Mit welchem SQL-Befehl  finde ich nun heraus, dass nur bei den Nachnamen vorne ein Vorname zugefügt worden ist, also aus 
Mueller --> Mike Mueller 
Schmidt --> Ralf Schmidt

Der umgekehrte Fall, dass den Vornamen hinten ein Nachname zugefügt worden, interessiert nicht

Danke


----------



## Atze (27. Jan 2010)

wat???


----------



## Final_Striker (27. Jan 2010)

Meiner Meinung nach gar nicht. 
Ich denke du musst:
- Vor_oder_NachName und ganzer_Name auslesen
- ganzer_Name auswerten
- Vor_oder_NachName ändern


----------



## miki76 (27. Jan 2010)

mit welchem sql-Statement finde ich diejenigen Datensätze heraus, bei denen ein Vorname hinzugefügt worden ist?


----------



## Atze (27. Jan 2010)

wie willst du denn unterscheiden, ob dem vornamen ein nachname oder dem nachnamen ein vorname hinzugefügt worden ist? das ginge ja nur mit der art versionierung, und du vergleichst die tabelle vor und nach dem ändern. oder check ich was nicht? ansonsten kannst du wohl nur erkennen, dass ein leerzeichen vorhanden ist, dann müssten ja vor-und nachname vorhanden sein. außer natürlich bei zweiten vornamen.

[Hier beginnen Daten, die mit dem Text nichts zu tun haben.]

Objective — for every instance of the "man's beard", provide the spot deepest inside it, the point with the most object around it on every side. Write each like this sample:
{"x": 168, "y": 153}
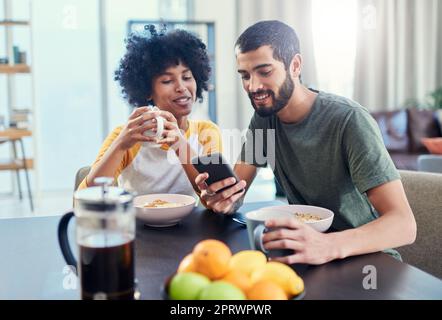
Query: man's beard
{"x": 284, "y": 95}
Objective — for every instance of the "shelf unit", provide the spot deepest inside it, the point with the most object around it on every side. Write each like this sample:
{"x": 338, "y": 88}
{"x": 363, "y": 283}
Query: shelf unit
{"x": 14, "y": 162}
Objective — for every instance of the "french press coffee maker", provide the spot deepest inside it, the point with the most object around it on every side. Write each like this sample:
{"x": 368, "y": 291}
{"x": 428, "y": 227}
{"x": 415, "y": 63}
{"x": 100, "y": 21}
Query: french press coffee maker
{"x": 105, "y": 236}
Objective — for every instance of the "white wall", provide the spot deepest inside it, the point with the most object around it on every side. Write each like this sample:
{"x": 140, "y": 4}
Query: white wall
{"x": 223, "y": 14}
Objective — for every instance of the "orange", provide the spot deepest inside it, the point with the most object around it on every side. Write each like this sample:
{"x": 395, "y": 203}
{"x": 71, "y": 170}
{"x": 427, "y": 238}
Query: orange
{"x": 187, "y": 264}
{"x": 266, "y": 290}
{"x": 239, "y": 279}
{"x": 211, "y": 258}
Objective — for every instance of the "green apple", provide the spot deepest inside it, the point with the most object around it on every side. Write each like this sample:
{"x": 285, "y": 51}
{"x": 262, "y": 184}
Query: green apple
{"x": 187, "y": 285}
{"x": 221, "y": 290}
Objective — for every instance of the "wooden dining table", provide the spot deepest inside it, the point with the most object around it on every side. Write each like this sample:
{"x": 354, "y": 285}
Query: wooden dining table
{"x": 32, "y": 265}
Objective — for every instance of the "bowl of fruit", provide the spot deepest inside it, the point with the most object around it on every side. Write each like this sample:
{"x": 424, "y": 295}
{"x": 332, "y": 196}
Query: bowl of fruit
{"x": 212, "y": 272}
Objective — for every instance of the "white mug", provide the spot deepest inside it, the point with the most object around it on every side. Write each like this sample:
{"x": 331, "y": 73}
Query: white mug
{"x": 159, "y": 130}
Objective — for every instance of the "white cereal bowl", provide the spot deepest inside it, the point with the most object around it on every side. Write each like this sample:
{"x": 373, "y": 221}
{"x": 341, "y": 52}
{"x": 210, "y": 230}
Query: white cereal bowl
{"x": 322, "y": 225}
{"x": 163, "y": 217}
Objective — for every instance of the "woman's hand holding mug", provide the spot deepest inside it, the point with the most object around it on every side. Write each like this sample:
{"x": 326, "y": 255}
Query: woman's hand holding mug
{"x": 140, "y": 121}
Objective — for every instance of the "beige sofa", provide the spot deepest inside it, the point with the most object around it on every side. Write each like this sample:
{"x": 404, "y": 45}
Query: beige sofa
{"x": 424, "y": 193}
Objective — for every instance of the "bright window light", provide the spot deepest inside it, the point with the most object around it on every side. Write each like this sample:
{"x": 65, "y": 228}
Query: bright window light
{"x": 334, "y": 37}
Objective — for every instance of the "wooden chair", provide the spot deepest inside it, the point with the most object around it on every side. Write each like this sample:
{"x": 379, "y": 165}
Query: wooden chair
{"x": 17, "y": 163}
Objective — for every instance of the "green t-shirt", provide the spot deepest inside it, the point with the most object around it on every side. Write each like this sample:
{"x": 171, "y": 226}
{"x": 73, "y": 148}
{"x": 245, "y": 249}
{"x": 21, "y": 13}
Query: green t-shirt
{"x": 329, "y": 159}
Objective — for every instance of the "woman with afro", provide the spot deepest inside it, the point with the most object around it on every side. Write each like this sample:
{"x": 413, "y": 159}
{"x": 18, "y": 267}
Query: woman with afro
{"x": 169, "y": 70}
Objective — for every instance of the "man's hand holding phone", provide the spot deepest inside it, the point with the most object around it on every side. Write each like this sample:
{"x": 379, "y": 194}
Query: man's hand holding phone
{"x": 223, "y": 201}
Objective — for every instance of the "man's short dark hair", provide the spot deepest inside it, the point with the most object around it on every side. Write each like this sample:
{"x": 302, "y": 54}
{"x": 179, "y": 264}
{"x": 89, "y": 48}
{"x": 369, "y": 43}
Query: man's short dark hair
{"x": 148, "y": 56}
{"x": 281, "y": 37}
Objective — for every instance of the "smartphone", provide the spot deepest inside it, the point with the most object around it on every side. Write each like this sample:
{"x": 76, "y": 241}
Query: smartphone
{"x": 217, "y": 168}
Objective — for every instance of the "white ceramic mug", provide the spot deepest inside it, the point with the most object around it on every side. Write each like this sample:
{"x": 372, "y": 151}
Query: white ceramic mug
{"x": 159, "y": 129}
{"x": 256, "y": 228}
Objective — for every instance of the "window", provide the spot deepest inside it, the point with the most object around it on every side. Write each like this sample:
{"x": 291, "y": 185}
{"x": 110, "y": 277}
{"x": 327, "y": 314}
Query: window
{"x": 334, "y": 37}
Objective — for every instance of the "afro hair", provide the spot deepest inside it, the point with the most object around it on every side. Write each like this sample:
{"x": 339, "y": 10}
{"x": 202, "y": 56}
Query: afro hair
{"x": 149, "y": 55}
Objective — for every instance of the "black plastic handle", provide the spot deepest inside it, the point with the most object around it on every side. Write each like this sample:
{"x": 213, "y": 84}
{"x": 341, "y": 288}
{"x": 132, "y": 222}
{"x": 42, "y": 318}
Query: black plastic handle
{"x": 64, "y": 241}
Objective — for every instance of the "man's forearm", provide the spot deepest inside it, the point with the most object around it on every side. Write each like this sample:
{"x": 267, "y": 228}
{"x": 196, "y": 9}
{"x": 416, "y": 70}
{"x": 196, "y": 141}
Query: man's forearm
{"x": 388, "y": 231}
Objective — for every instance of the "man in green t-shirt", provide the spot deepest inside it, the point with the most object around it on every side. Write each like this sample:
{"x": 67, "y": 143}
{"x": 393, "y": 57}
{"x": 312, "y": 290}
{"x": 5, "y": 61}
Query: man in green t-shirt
{"x": 324, "y": 150}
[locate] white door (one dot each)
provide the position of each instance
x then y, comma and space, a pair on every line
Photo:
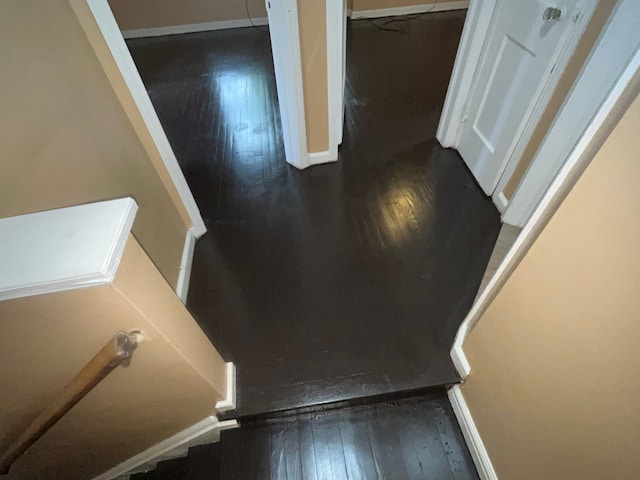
519, 50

ansonsten versteh ich net, was er will.


----------



## miki777 (27. Jan 2010)

ich dachte zuerst an so was

select *
from meineTabelle
where substr(ganzerName, - length (vor_oder_Nachme), length(vor_oder_Nachme) = vor_oder_Name

kommt aber nicht das heraqus was ich will


----------



## ice-breaker (27. Jan 2010)

1. Normalform :exclaim:


----------



## vladimir75 (27. Jan 2010)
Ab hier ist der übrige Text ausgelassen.